Danny Reweghs
Autosector op de rem
De autosector heeft het tij zien keren. De Europese en de Amerikaanse markt trekt aan, maar de groeimarkten spelen de constructeurs nu parten. Toch lijkt het slechte nieuws in de groeilanden intussen verrekend te zijn in de koersen
Anno 2015 lijkt de wereldmarkt voor voertuigen wel een bocht van 180 graden te hebben gemaakt. In juli bijvoorbeeld lag het aantal nieuw verkochte wagens in Duitsland 7,4 procent hoger dan in dezelfde zomermaand van vorig jaar. Daarmee breit de sector een vervolg aan de eerste zes maanden van het jaar, waarin de gemiddelde groei voor de Europese Unie op 9 procent lag. Ook in de Verenigde Staten blijft de automarkt herstellen. Aangezien het herstel daar al vroeger was ingezet dan in de EU, ligt het stijgingspercentage er in de eerste jaarhelft ook al wat lager (+4%).
Lagere versnelling
De grote problemen zitten nu in de groeilanden. Zo zakte de verkoop van personenwagens in China in juli met 2,5 procent op jaarbasis en houdt onder meer Ford Motor er rekening mee dat de autoverkoop in China dit jaar voor het eerst sinds 2008 kan dalen. De meeste schattingen houden het nog wel op een lichte stijging.

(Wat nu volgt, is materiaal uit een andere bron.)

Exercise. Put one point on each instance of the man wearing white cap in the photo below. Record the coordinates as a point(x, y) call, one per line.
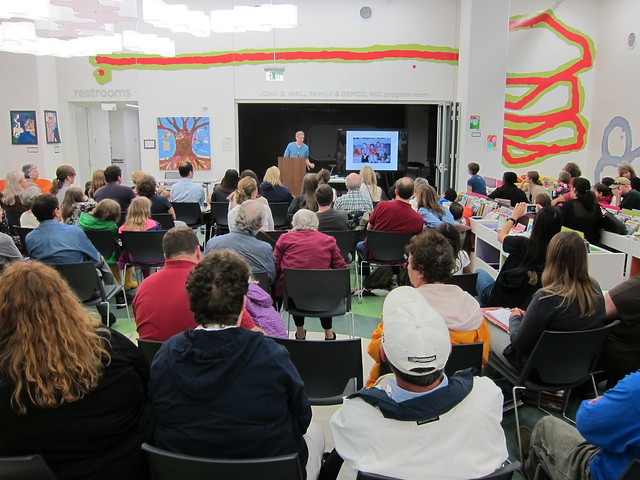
point(419, 423)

Door een spectaculaire groei (tussen 2005 en 2010 bijvoorbeeld 24% per jaar) is China uitgegroeid tot veruit de grootste automarkt ter wereld. Vorig jaar werd met 19,7 miljoen nieuwe personenwagens net de grens van 20 miljoen niet bereikt. Daarmee haalt de Chinese automarkt ongeveer de omvang van de Europese (12 miljoen nieuwe wagens) en de Amerikaanse (8 miljoen) samen. Ter vergelijking, in 2010 bedroeg de verkoop van nieuwe Chinese personenwagens nog 13,7 miljoen. Dat dan de Chinese automarkt vertraagt, baart de sector dus wel degelijk zorgen. De voorbije maanden is de voorraad aan wagens flink opgelopen, zodat een prijzenoorlog in China dreigt.
Nog groter is de achteruitgang in twee andere BRIC-landen. In de eerste jaarhelft zakte de verkoop van nieuwe wagens in Brazilië met 20 procent en in Rusland zelfs met 36 procent. Een economische recessie hakt ook elders in de wereld stevig in op de autoverkoop.
Weer goedkoop
De aandelen van de Europese autoconstructeurs zijn de voorbije vijf maanden (april-augustus) dan ook fors lager gegaan. Hun zware investeringen om meer omzet uit de opkomende landen te halen, renderen (even) niet. De meeste onder hen toonden zich bij de publicatie van nog degelijke tot goede halfjaarresultaten dan ook opvallend voorzichtig in hun voorspellingen voor de tweede helft van het jaar. Allemaal verwijzen ze naar de ‘moeilijke’ marktomstandigheden in China, Brazilië en Rusland. We denken echter dat stilaan dat het slechte nieuws uit vele opkomende landen voldoende verrekend zit in de Europese autowaarden.
Een Porsche voor een Skoda
Dat geldt in het bijzonder voor het Volkswagen-aandeel. De producent van merken als Volkswagen, Audi, Seat, Skoda, Porsche, Bentley, Bugatti en Lamborghini voor de personenwagens en Scania en MAN in het segment van de vrachtwagens en Ducati voor de motoren rijdt dit jaar een hobbelig beursparcours. De koerswinst in de periode januari-maart (+40%) ging in de vijf daaropvolgende maanden weer volledig in rook op. Dat lijkt ons overdreven. Het VW-aandeel noteert vandaag (erg) goedkoop. Met tegen minder dan 8 keer de verwachte winst dit jaar, minder dan 1 keer de boekwaarde, 0,4 keer de omzet en minder dan 7 keer de verhouding ondernemingswaarde (ev) ten opzichte van de bedrijfskasstroom (ebitda) krijg je als het ware een Porsche voor de prijs van een Skoda.